Probability Question for a Game Design: There are 22 cards; 4 are identical...

[Dannym77]

Hi everyone, this is my first time posting, so I apologize if I do anything wrong. I've looked through the forums but couldn't find a similar question.

In the game, there are 22 cards.
4 of them are identical and create a special effect, and the other 18 are blanks (for the purposes of this question).
Cards are drawn one at a time and not replaced.

How do I calculate the probability that 3 of the 4 special cards will be drawn within the first N draws. (I'd like to know the probability for N being 4, 5, 6, etc.)

I know how to calculate a version of the game where you must draw all 4 of the special cards. But what's throwing me off is only needing to draw 3 of the 4 special cards.

Thank you!

-- Danny

 

[HallsofIvy]

There are 22 card, 4 of them "special". The probability one of the "special" cards is drawn first is 4/22. Given that, there are 21 cards left, 3 of them "special". The probability the second card is "special" is 3/21. Given that two "special" cards are drawn on the first two draws, there are 20 cards left, 2 of them "special". The probability the third card drawn is "special" is 2/20. The probability of drawing three "special" cards in the first three draws is (4/22)(3/21)(2/20)= (1/5)(1/7)(1/11). Given that three "special" card are drawn in the first three draws there are 19 cards left, 1 of them "special". The probability the fourth card drawn is not special is 18/19. The probability the first four cards drawn are "special", "special", "special", "not special" in that order are (4/22)(3/21)(2/20)(18/19). It is not hard to see that the probability that three of four cards drawn are "special" and one not, in any specific order is also (4/22)(3/21)(2/20)(18/19) (in the fractions, the denominators are the same, the numerators are just in a different order). There are \(\displaystyle \begin{pmatrix} 4 \\ 3 \end{pmatrix}= \frac{4!}{3!}= 4\) such orders so the probability exactly 3 of four cards are "special" is 4(4/22)(3/21)(2/20)(18/19).
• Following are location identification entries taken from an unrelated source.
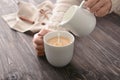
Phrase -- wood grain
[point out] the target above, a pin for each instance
(96, 57)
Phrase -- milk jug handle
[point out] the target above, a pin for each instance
(82, 4)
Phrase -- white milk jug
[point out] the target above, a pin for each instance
(79, 20)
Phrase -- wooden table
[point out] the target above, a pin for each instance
(96, 57)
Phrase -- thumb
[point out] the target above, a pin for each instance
(43, 32)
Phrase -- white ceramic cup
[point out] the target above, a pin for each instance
(79, 20)
(59, 56)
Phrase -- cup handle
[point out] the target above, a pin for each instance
(82, 4)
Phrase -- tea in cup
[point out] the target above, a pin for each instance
(59, 47)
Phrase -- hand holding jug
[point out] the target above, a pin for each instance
(79, 20)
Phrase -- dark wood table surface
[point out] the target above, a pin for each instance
(96, 57)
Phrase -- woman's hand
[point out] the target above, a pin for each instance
(38, 42)
(99, 7)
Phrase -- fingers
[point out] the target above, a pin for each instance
(99, 7)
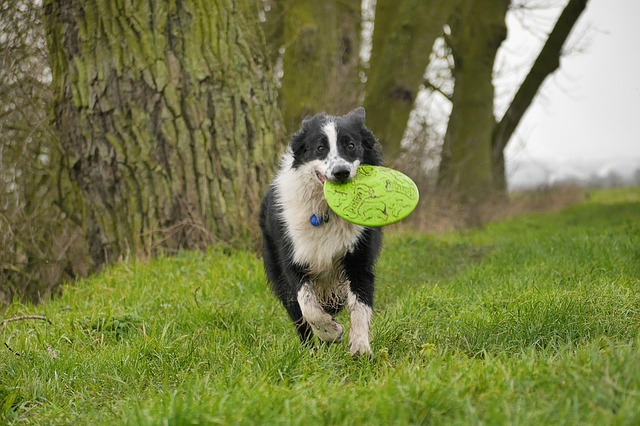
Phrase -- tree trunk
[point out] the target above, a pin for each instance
(476, 35)
(322, 42)
(547, 62)
(168, 120)
(403, 37)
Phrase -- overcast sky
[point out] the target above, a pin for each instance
(589, 110)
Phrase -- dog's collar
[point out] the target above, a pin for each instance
(318, 220)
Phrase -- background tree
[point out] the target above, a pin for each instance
(403, 37)
(37, 240)
(477, 31)
(321, 42)
(168, 120)
(547, 62)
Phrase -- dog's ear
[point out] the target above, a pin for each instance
(297, 141)
(372, 148)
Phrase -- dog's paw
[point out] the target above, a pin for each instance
(360, 348)
(330, 332)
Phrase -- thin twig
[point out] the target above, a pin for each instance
(4, 323)
(25, 317)
(11, 350)
(195, 296)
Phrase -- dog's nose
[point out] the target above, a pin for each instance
(341, 173)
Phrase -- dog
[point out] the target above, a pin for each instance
(315, 261)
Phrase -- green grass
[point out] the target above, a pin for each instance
(530, 321)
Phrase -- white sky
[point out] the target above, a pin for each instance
(589, 110)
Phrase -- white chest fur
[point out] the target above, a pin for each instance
(299, 194)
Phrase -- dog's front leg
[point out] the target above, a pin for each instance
(320, 321)
(360, 321)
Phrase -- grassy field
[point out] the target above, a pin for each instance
(535, 320)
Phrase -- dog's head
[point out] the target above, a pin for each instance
(333, 147)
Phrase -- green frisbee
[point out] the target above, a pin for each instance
(376, 196)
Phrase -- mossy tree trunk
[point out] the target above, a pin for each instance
(320, 64)
(466, 162)
(403, 37)
(168, 119)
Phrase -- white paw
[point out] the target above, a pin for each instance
(328, 331)
(359, 348)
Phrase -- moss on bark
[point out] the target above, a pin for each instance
(168, 118)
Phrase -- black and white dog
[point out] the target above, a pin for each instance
(315, 261)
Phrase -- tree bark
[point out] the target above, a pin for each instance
(322, 42)
(168, 119)
(547, 62)
(403, 37)
(476, 35)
The same kind of calculation shows that the probability that exactly 3 of n cards drawn are "special", for n greater than 3 is \(\displaystyle \begin{pmatrix}n \\ 3\end{pmatrix}\left(\frac{4}{22}\frac{3}{21}\frac{2}{20}\frac{18}{19}\frac{17}{18}\cdot\cdot\cdot \frac{21- n}{22- n}\right)\).

(You asked for the probability of drawing 3 "special" cards. The probability of drawing "at least 3" is slightly different. You would need to add the probability of drawing all 4 which, for drawing n cards, is \(\displaystyle \begin{pmatrix}n \\ 4\end{pmatrix}\left(\frac{4}{22}\frac{3}{21}\frac{2}{20}\frac{1}{19}\right)\).)

 

[Dannym77]

Thank you for your quick reply. There's a lot of stuff in here that's new to me, which is really helpful.